|Empire Interactive is a British company that specializes in
quirky games. Their pinball simulators are well known, and I loved playing Pro Pinball:
Big Race USA, so I was excited to try out their new title, War Along the Mohawk. It's
billed as a role-playing/real-time simulation set during the French and Indian War. The
concept is great, but the execution just doesn't do it for me.
As I said, this game seemed promising at the outset. The install program is punctuated by WAVs of soldiers hurrah-ing and clamoring for action. The opening AVI and main screen are pretty, and there's something strangely inviting about a game that looks like it's made of wood. Unfortunately, the game itself doesn't revolve around such pulse-pounding action as my first contact seemed to indicate.
You play either French or British forces. Both sides are aided by Indians from the northeast. Looking through the characters is interesting, and each one reads you his or her story. There are soldiers, civilians and Indian scouts to choose from. Everybody except the soldiers are not entirely trustworthy. The women are all flagged as having ulterior motives, and the Indians are noted as being aloof and incomprehensible.
These character distinctions put me off. I know it's just a game, and even the untrustworthy characters have great abilities and will not always doublecross you, but there was something about the way that the speech for the Native Americans sounded less "Indian" and much more "retarded."

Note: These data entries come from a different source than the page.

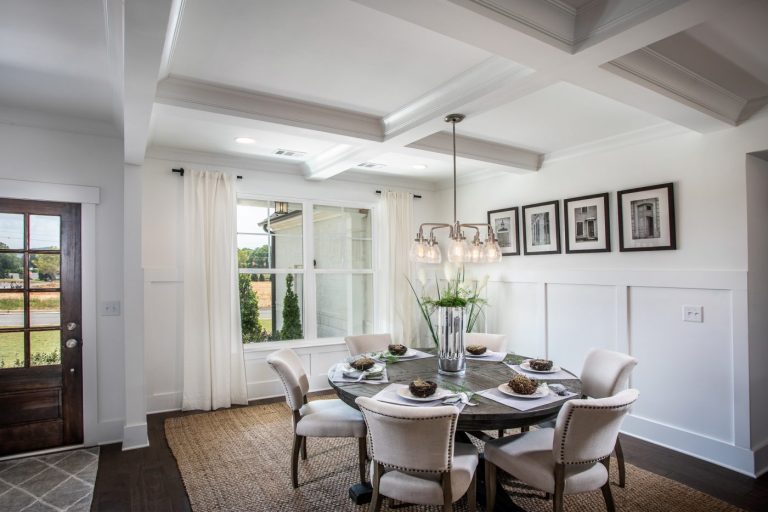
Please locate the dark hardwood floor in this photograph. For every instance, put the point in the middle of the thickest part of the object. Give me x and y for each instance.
(147, 479)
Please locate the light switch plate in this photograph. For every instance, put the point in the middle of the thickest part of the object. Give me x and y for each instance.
(110, 308)
(693, 314)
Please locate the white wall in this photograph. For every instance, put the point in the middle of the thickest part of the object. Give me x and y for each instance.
(162, 249)
(50, 156)
(693, 379)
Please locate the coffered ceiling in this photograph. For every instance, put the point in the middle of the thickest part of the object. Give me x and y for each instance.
(358, 88)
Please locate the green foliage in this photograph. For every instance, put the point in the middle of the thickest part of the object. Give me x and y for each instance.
(291, 313)
(249, 312)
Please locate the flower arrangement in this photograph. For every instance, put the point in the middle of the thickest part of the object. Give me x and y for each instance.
(457, 293)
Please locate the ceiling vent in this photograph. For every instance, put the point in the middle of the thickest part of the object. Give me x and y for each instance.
(289, 153)
(371, 165)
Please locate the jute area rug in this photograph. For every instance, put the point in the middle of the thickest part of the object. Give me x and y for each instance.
(239, 460)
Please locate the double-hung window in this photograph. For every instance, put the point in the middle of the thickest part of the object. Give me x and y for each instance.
(304, 278)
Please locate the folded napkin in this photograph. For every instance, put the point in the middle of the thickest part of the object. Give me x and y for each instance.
(489, 356)
(562, 374)
(336, 374)
(389, 395)
(522, 404)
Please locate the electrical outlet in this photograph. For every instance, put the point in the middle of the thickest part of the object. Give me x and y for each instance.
(693, 314)
(110, 308)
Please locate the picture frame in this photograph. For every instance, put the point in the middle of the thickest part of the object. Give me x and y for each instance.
(587, 224)
(647, 218)
(541, 228)
(505, 222)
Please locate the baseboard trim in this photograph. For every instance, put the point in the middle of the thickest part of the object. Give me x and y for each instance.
(711, 450)
(135, 436)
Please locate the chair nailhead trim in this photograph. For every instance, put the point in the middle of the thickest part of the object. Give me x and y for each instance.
(568, 424)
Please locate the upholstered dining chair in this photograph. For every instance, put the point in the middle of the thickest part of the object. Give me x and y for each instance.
(367, 343)
(569, 459)
(493, 342)
(320, 418)
(604, 374)
(414, 456)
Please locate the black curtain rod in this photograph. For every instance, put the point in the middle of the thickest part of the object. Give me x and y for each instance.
(414, 195)
(180, 172)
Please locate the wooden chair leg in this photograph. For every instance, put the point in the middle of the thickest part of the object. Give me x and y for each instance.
(490, 485)
(295, 460)
(607, 496)
(557, 501)
(362, 453)
(472, 494)
(375, 505)
(620, 462)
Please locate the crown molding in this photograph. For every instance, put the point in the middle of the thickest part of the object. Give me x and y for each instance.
(653, 70)
(220, 99)
(486, 77)
(480, 150)
(641, 136)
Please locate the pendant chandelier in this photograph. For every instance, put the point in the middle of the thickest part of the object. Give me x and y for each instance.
(425, 249)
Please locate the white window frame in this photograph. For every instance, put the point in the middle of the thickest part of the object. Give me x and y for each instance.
(309, 271)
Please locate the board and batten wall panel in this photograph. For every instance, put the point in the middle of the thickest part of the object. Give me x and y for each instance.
(686, 369)
(579, 317)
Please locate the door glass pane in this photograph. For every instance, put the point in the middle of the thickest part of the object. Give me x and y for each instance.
(11, 270)
(11, 349)
(11, 310)
(45, 348)
(344, 304)
(44, 232)
(44, 309)
(11, 231)
(44, 270)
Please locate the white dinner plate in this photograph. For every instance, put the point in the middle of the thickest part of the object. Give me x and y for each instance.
(525, 366)
(439, 394)
(540, 392)
(348, 371)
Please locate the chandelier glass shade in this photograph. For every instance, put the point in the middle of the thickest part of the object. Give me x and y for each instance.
(425, 249)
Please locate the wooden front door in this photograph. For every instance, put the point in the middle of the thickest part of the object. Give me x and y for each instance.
(41, 384)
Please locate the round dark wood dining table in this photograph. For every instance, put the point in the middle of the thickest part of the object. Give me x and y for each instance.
(479, 375)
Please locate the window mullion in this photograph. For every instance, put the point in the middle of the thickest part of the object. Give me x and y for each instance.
(310, 281)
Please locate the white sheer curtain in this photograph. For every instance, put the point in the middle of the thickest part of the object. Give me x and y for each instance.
(214, 367)
(398, 307)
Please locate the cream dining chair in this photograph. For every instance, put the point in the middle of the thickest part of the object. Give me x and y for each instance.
(493, 342)
(414, 456)
(569, 459)
(320, 418)
(367, 343)
(604, 374)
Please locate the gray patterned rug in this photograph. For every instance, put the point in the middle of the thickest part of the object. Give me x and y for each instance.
(60, 482)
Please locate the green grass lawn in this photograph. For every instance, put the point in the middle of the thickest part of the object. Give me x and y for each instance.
(12, 345)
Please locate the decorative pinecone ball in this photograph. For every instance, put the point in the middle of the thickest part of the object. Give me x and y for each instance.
(523, 385)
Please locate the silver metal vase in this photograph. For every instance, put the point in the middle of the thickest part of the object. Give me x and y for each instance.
(450, 351)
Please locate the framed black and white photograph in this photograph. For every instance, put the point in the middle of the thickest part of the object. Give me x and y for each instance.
(541, 228)
(647, 218)
(504, 223)
(587, 227)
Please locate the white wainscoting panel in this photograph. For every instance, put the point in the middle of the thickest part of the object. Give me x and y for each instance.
(579, 318)
(685, 374)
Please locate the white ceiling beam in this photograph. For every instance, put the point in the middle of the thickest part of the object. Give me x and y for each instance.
(220, 99)
(146, 22)
(480, 150)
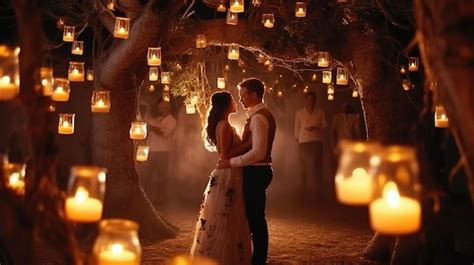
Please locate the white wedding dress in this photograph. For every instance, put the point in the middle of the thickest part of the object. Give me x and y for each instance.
(222, 231)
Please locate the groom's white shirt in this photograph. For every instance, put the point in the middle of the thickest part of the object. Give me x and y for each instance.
(259, 128)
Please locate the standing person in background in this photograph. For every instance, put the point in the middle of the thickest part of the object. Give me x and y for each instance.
(309, 125)
(154, 174)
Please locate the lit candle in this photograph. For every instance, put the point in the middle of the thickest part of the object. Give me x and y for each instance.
(7, 90)
(60, 95)
(76, 76)
(394, 214)
(65, 128)
(117, 255)
(82, 208)
(356, 189)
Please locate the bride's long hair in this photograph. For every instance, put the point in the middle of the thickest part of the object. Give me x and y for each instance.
(220, 102)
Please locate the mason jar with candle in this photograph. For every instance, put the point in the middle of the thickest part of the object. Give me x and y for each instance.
(117, 243)
(138, 130)
(201, 41)
(342, 77)
(68, 33)
(66, 123)
(61, 89)
(154, 56)
(77, 47)
(122, 27)
(232, 18)
(14, 177)
(441, 119)
(354, 182)
(76, 72)
(323, 59)
(268, 20)
(100, 102)
(142, 153)
(395, 208)
(300, 9)
(85, 194)
(47, 79)
(9, 73)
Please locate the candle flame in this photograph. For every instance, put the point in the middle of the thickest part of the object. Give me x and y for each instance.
(391, 195)
(81, 194)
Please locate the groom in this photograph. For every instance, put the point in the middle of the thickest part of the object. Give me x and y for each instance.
(256, 163)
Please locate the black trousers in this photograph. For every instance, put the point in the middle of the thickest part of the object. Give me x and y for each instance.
(256, 180)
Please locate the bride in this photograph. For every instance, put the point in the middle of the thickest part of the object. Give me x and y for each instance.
(222, 231)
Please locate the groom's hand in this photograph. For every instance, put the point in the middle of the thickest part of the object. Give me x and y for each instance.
(223, 163)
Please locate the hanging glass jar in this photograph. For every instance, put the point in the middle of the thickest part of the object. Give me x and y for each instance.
(76, 71)
(100, 102)
(68, 33)
(85, 194)
(268, 20)
(154, 56)
(354, 182)
(77, 47)
(117, 243)
(61, 89)
(396, 209)
(9, 73)
(14, 176)
(66, 123)
(138, 130)
(122, 27)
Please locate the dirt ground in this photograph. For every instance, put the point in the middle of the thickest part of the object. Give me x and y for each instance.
(331, 234)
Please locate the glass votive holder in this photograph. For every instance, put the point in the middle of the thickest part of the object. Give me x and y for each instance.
(66, 123)
(117, 243)
(85, 194)
(138, 130)
(395, 209)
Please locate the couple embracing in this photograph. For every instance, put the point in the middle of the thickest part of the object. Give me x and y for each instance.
(231, 220)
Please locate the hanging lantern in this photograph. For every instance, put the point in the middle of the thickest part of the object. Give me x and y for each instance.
(90, 74)
(117, 243)
(66, 123)
(138, 130)
(323, 59)
(166, 96)
(441, 119)
(61, 89)
(77, 47)
(153, 74)
(354, 183)
(233, 53)
(190, 108)
(413, 64)
(268, 20)
(300, 9)
(46, 76)
(232, 18)
(68, 33)
(14, 177)
(165, 78)
(122, 27)
(327, 77)
(396, 209)
(76, 71)
(9, 73)
(154, 56)
(142, 153)
(85, 194)
(237, 6)
(201, 41)
(100, 102)
(342, 77)
(221, 82)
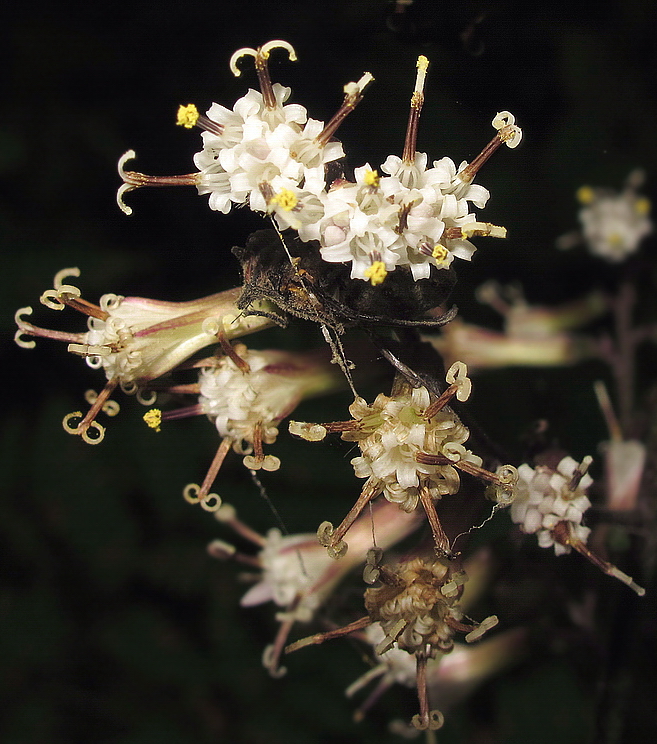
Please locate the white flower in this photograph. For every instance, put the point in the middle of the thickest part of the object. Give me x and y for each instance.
(262, 148)
(614, 224)
(547, 497)
(394, 432)
(247, 396)
(134, 339)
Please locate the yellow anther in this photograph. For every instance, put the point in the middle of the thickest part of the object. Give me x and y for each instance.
(153, 418)
(440, 253)
(285, 199)
(372, 179)
(187, 116)
(585, 195)
(642, 206)
(376, 273)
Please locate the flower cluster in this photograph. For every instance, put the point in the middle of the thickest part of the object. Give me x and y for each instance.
(551, 503)
(297, 574)
(412, 446)
(274, 157)
(135, 340)
(613, 223)
(549, 496)
(411, 216)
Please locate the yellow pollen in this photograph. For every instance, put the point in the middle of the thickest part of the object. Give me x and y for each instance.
(285, 199)
(153, 418)
(187, 116)
(440, 253)
(376, 273)
(372, 179)
(642, 206)
(585, 195)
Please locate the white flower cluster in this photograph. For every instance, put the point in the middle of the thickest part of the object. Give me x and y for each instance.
(385, 220)
(614, 224)
(247, 402)
(546, 497)
(393, 431)
(273, 157)
(262, 152)
(297, 574)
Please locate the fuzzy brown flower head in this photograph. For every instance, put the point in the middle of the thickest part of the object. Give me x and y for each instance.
(417, 606)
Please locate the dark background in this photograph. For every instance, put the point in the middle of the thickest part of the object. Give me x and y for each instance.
(114, 625)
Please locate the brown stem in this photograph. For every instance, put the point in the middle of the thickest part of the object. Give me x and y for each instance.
(209, 479)
(623, 366)
(470, 170)
(371, 489)
(318, 638)
(422, 691)
(441, 401)
(439, 536)
(87, 308)
(97, 406)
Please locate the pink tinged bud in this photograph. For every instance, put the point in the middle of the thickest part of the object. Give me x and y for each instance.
(481, 348)
(456, 674)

Each character is rated for attributes such as intelligence and speed, and each also comes with a few skills and a list of learnable skills. The attributes and skills comprise the role-playing aspect of the game. There are stock skills such as artillery and barricade-building, but there are also some great original skills I've never seen before such as eagle eyes and raccoon control. Of course, the best skill (at least for comedic value) is "beaver patrol," where a character can use a beaver skin to hide under when swimming, thereby approaching enemy troops undetected.
You play the game in missions (18 for each side), beginning each at a base fort. You take your main character to the general and get your orders for the mission and pick out your crew. On many missions you also meet subordinate officers whose troops you can control during the campaign. Each fort has a store where you can buy items such as pelts, weapons powerups and books to teach you skills. Characters also learn skills by being around another character using the skill.
To earn money to spend at the store, you take your little group around and hunt animals. You can kill bears, deer, beaver, raccoon, eagles and more. The pelts can be sold for money or used by characters who have skills to disguise themselves as animals. Of course it's only the Indians who really come with these skills, although some Euro-characters such as the French fur trappers can learn a few of these skills.
The game sounds great at first. Unfortunately it has some problems to overcome. The mission briefings are fairly vague, and it takes awhile to catch on to just what the hell your orders are. Eventually you'll figure out that you're supposed to go to a white rock, located in one of the four directions of the map you begin on, that will transport you to a different map, with different terrain. Once on the mission map, you must find the enemy and complete whatever task you need to do (usually to kill the opposing soldiers), then find another white rock to be transported back to the map with your fort on it. I found the map-hopping disjointed and confusing at first. Eventually I got the hang of it.
But it took forever because the characters all move so damn slow. The graphics are just your basic 2D sim-style. Think of Civilization II or old Might and Magic. You have your field of vision illuminated, and then the rest is blacked out in big, blocky squares. Once you've traveled somewhere, the general terrain shows up in your smaller world-map window, but you can't see animals or enemy troops unless you're looking right at them. The plodding movement just drove me crazy. Most of the time it took me to complete the mission was spent just walking from the fort to the white rock.
The graphics are bland. There are AVIs for standard transitions in the game, but they are just filmed and sepia toned at low resolution. There are no good CG sequences and the cinematography is at-par.
I also think the mixture of the gaming genres detracted from WATM. The role-playing is fairly superficial because there's no real vested interest in your characters. There is no method of quantifying experience and characters learn only the half-dozen or so skills that they are capable of learning at the beginning of the game. The learning is accomplished quite easily, since you only need to find another character who has the skill and then anyone in your party capable of learning that skill will learn it as soon as it is used.
The simulation also falters. You don't build new recruits or buildings or anything. You just pick up people along the way, and it's all hindered by which mission you're on. If you aren't supposed to have twelve guys you won't. You don't really get to decide how your troops attack. There are a few ways to fire (at will, volley, etc.) and you can determine troop formation, but that's about it.
The historical setting of the story also plays an almost nonexistent role in the game. It gives a visual theme and context, but otherwise is truly negligible. I was sad that I didn't learn anything about the French and Indian War, but I had spent plenty of hours decoding bizarre mission goals and waiting for my guys to plod across the forest.
Overall, I think this is a good attempt at broadening the historical/role-playing/real-time simulation genres. Games like this could definitely be successful, and there are some good points. If the historical aspects were played up, and if it leaned a little more towards either RPG or RTS, then I think Empire would have a real hot product on their hands. Unfortunately, WATM is just not polished enough to recommend to anybody except the most open-minded and forgiving gamer.